7 Aralık 2014 Pazar

HAFTAYA DÜŞÜLEN NOTLAR

Düşülen notların, atılan çiziklerin, önemsiz görünen birkaç satırın, oraya buraya, bir köşeye yazılanların önemli olduğuna, notların güzelliğine inanırım. Gün boyu, hafta boyu kafamızı meşgul edenlerin, dinlenen şarkıların, izlenen filmlerin, okunan birkaç etkileyici satırın zihin süzgecinden geçilerek yazıya aktarılmasıdır notlar. Her biri değerlidir. Kişiliği, en yalın, çıplak haliyle yansıtır çünkü. Bir nevi iç yüzleşme sunar insana. Hayatın muhasebesini yaptırır.

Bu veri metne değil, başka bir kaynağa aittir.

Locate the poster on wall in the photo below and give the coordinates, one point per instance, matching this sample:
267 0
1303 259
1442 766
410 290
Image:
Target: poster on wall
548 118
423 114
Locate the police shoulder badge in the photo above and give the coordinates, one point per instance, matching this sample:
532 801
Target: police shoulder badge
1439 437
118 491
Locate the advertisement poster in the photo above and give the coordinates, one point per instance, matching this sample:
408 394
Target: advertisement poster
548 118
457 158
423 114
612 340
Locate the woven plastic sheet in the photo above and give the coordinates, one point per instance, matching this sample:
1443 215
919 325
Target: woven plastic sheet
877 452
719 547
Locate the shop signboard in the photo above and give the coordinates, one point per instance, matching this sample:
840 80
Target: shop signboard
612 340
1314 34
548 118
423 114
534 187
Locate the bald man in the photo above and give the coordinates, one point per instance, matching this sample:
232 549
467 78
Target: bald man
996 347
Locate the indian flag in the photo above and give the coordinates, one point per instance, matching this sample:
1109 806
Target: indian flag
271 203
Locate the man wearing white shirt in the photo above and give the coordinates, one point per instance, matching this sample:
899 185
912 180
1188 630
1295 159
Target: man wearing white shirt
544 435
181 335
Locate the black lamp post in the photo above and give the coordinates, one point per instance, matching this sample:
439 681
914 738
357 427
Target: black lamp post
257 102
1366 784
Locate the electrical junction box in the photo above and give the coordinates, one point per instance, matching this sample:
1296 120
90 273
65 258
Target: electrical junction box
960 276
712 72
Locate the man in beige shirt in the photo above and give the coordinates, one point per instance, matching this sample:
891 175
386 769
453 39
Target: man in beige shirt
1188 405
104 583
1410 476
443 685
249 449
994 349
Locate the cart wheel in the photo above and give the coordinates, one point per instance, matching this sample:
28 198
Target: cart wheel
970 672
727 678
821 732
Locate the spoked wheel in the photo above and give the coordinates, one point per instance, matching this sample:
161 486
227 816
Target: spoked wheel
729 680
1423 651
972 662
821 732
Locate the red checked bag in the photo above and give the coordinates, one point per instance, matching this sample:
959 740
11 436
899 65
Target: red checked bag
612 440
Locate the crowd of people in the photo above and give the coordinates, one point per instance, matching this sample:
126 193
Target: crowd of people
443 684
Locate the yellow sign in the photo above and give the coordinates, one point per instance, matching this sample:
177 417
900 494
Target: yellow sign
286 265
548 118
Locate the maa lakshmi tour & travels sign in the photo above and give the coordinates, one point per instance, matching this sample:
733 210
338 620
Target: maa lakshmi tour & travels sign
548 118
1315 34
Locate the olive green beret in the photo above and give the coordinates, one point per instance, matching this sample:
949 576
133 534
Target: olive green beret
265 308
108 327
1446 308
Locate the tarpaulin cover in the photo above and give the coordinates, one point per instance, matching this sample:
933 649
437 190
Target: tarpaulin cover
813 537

Bu yüzdendir ki dijital çağa rağmen defterlerin güzelliğini, bir kağıdın hışırtısını savunanlardanım. Dijital hayatın kolaylığını inkar edecek değilim elbet (sonuçta şu an bir klavyeden, blog üzerinde yazıyorum. Elbette teknoloji karşıtı değilim ve bu role bürünmem komik gözükecek) ama herkesin kendi dünyasına ait bir not defterinin olması gerekliliğini de ön plana sunmak isterim.
İşte bu yüzden benim bu haftamın bir kısmı not defteri, 2015 ajandası araştırmakla geçti. Henüz almadım, defter konusu titizlik ister biraz da. İnsan, kendisini sürekli yazmaya teşvik edecek bir defter gördüğünde alır.
Alternatifler de çok elbette. Her fiyat skalasında yerli-ithal birçok üreticinin her türden zevke hitap edecek ürünleri bulunmakta.

Birçok yazı tutkununun ilgisini çeken, prestijli marka Moleskine, her zaman olduğu gibi yine sade, şık tasarımlarıyla, geniş renk aralığıyla nefis duruyor. Ancak fiyat konusunda yine çıta yüksek. Tercih size kalmış.

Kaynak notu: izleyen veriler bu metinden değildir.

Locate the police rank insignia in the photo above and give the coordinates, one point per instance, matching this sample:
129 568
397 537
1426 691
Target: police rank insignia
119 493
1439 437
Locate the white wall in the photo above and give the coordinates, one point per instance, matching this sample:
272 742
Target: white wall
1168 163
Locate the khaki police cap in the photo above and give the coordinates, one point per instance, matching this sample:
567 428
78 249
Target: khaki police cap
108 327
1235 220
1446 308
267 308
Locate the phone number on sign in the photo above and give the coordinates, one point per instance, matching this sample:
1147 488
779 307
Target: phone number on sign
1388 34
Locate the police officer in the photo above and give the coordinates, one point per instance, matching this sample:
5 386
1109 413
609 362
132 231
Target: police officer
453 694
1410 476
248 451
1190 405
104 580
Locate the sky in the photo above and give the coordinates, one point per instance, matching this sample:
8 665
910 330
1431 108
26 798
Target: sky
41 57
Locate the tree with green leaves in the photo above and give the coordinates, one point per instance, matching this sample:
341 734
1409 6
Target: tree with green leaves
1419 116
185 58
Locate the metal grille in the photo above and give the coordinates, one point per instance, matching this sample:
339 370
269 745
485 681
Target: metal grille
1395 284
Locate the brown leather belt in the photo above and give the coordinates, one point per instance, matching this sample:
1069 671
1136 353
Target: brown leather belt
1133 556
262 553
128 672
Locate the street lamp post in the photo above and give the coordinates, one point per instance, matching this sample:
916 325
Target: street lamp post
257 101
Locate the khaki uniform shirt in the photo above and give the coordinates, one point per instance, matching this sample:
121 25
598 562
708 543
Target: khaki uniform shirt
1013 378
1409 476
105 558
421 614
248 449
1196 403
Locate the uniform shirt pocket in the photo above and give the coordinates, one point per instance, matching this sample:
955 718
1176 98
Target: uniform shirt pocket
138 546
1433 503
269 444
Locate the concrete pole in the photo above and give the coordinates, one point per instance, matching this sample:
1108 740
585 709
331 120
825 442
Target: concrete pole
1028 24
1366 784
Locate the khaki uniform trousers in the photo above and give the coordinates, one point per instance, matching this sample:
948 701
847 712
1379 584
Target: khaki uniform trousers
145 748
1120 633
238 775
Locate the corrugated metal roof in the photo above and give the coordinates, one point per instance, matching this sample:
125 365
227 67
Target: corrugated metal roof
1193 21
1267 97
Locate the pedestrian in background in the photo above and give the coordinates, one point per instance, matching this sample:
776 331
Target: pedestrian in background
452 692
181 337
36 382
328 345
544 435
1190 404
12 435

Yerli üreticilerden, Ece benim ilgimi çekmese de sevenleri muhakkak çıkacaktır. Bunun dışında özellikle Keskin Color dikkatimi çekti bu yıl. Moleskine'in yanına yaklaşamayan not tutkunları için kaliteli alternatifler sunuyor. Görülmeye değer. Her gün için bir sayfanın ayrıldığı geniş ajandaları mevcut.

Yine yerli üreticilerden Scrikss'in ürünü olan Notelook serisi de ''benim ajanda ile işim olmaz'' diyenler için oldukça farklı, güzel tasarımlarıyla şık defterler sunuyor. Şu sıralar D&R mağazalarında sık sık gözünüze çarpabilir.

Son olarak ithal markalardan Paperblanks'a de değinmek lazım. Ağdalı, süslü kapaklar, motifler isteyenler için son derece ideal defterler sunan bir marka. Sade tasarımlar ilginizi çekmiyorsa mutlaka göz atın derim.

Şimdilik ajandalar hakkında yorumlarım bu kadar. 

Şu ajanda konusundan sıyrılabilirsek; bu haftaya dair bir başka notum sürekli dilime dolanan, bu aralar gündemime oturan şarkılar hakkında. 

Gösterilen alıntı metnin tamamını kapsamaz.